Restriction of Chlamydia pneumoniae replication in human dendritic cell by activation of indoleamine 2,3-dioxygenase.

Infection with Chlamydia pneumoniae, a human respiratory pathogen, has been associated with various chronic diseases such as asthma and atherosclerosis, possibly because the pathogen can exist in a persistent form. C. pneumoniae persistently infect DCs in a TNF-alpha dependent manner. The present study investigated whether C. pneumoniae infection can induce indoleamine 2,3-dioxygenase (IDO) activity in dendritic cells, and whether the restriction of chlamydial growth in the DCs by TNF-alpha is IDO dependent.
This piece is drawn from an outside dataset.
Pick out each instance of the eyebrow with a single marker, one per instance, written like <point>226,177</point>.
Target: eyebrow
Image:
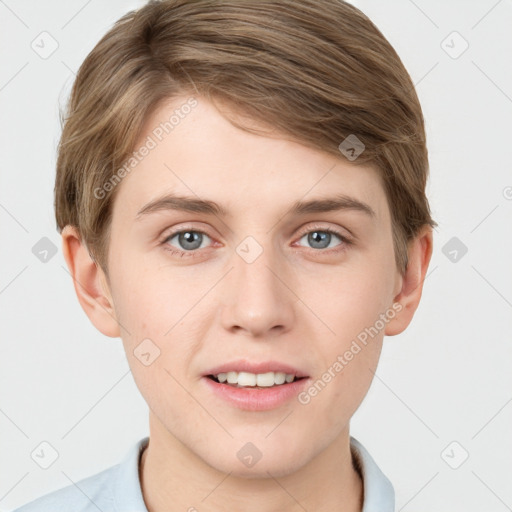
<point>196,205</point>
Our data indicate that infection of DCs with C. pneumoniae resulted in the induction of IDO expression. Reporting on our use of anti-TNF-alpha antibody adalimumab and varying concentrations of TNF-alpha, we further demonstrate that IDO induction following infection of DCs with C. pneumoniae is TNF-alpha dependent. The anti-chlamydial activity induced by TNF-alpha and the expression of chlamydial 16S rRNA gene, euo, groEL1, ftsk and tal genes were correlated with induction of IDO. Addition of excess amounts of tryptophan to the DC cultures resulted in abrogation of the TNF-alpha-mediated chlamydial growth restriction. These findings suggest that infection of DCs by C. pneumoniae induces production of functional IDO, which subsequently causes depletion of tryptophan. This may represent a potential mechanism for DCs to restrict bacterial growth in chlamydial infections.